Amid a market correction and heightened policy, inflation and growth concerns, valuations are back in the spotlight.

Equity market valuations can be analyzed in multiple contexts and via myriad metrics. Most metrics are fundamental in nature, often relating price to another fundamental component like earnings (P/E ratios), sales, or book value. But then there's the willingness factor: the ebb and flow over time of what investors are willing to pay for those fundamental components. Bull markets (and bubbles) often foster a willingness to pay historically lofty multiples, while bear markets (and crashes) typically foster the unwillingness to pay for historically low multiples. This is the psychology of markets, even if most valuation metrics have quantifiable numbers associated with them.
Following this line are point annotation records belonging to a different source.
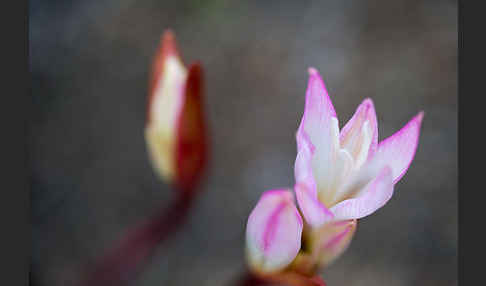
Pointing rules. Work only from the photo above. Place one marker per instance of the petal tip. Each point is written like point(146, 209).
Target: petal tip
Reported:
point(312, 71)
point(168, 42)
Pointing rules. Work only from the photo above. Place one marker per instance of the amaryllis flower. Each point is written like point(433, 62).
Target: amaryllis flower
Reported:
point(347, 174)
point(175, 131)
point(341, 176)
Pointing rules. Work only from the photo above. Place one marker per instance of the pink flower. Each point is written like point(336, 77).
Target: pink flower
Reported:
point(341, 176)
point(175, 131)
point(347, 174)
point(273, 232)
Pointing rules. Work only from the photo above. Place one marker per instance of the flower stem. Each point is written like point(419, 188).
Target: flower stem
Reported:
point(122, 263)
point(285, 278)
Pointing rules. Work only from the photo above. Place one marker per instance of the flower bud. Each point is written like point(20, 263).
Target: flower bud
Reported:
point(273, 232)
point(175, 131)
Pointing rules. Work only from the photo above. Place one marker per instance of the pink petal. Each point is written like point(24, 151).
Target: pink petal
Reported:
point(317, 144)
point(372, 197)
point(273, 232)
point(316, 124)
point(314, 212)
point(352, 132)
point(333, 239)
point(398, 150)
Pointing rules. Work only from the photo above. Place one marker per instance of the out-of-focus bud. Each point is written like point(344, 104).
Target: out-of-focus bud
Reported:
point(331, 240)
point(273, 232)
point(175, 131)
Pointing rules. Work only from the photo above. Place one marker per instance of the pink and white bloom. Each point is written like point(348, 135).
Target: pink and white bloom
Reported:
point(346, 174)
point(273, 232)
point(341, 176)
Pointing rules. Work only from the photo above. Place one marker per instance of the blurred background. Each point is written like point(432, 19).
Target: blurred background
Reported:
point(91, 177)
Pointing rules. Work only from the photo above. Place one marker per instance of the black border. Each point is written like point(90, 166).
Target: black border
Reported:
point(15, 202)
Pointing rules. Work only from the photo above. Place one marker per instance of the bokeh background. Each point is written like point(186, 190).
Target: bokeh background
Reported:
point(91, 178)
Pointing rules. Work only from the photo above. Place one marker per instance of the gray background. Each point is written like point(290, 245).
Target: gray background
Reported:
point(91, 179)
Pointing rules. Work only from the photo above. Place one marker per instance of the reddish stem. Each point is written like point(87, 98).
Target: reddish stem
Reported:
point(286, 278)
point(121, 264)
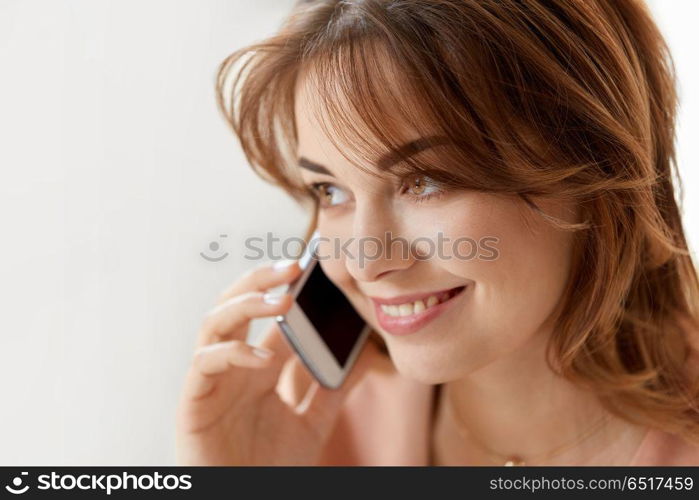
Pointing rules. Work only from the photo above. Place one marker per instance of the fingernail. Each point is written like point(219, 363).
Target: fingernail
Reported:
point(261, 352)
point(283, 264)
point(273, 298)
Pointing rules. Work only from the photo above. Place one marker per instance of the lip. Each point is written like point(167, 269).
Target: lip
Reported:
point(405, 325)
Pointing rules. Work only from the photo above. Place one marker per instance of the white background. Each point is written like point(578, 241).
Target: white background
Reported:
point(117, 171)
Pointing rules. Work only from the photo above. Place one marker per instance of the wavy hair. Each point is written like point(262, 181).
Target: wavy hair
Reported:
point(573, 99)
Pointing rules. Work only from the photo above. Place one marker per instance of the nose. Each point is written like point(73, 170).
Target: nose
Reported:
point(376, 249)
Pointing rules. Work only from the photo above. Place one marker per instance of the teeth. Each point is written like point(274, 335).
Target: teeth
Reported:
point(414, 307)
point(405, 309)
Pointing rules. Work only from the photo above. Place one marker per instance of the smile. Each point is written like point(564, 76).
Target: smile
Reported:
point(409, 313)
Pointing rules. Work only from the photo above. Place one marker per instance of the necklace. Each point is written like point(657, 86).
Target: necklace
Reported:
point(513, 460)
In this sense, valuations are as much a sentiment indicator—or better put, an indicator of sentiment—as a fundamental indicator.

13 going on expensive

We keep track of a baker's dozen worth of valuation indicators, shown below. Some are more commonly followed, like the variety of P/E-related metrics. Others put equity market valuations in the context of bond yields (like equity risk premiums and the "Fed Model"). Others still are much broader and put equity market valuations in the context of the U.S. economy (like market cap/GDP, often thought of as the "Buffett Model").

Valuation Metric vs. Analysis

As shown above, all but one valuation indicator we track is on the expensive end of the spectrum. The marginally good news is that several of these metrics improved a notch from the "very expensive" categorization, including the forward and trailing P/Es, the Rule of 20 and the Fed Model.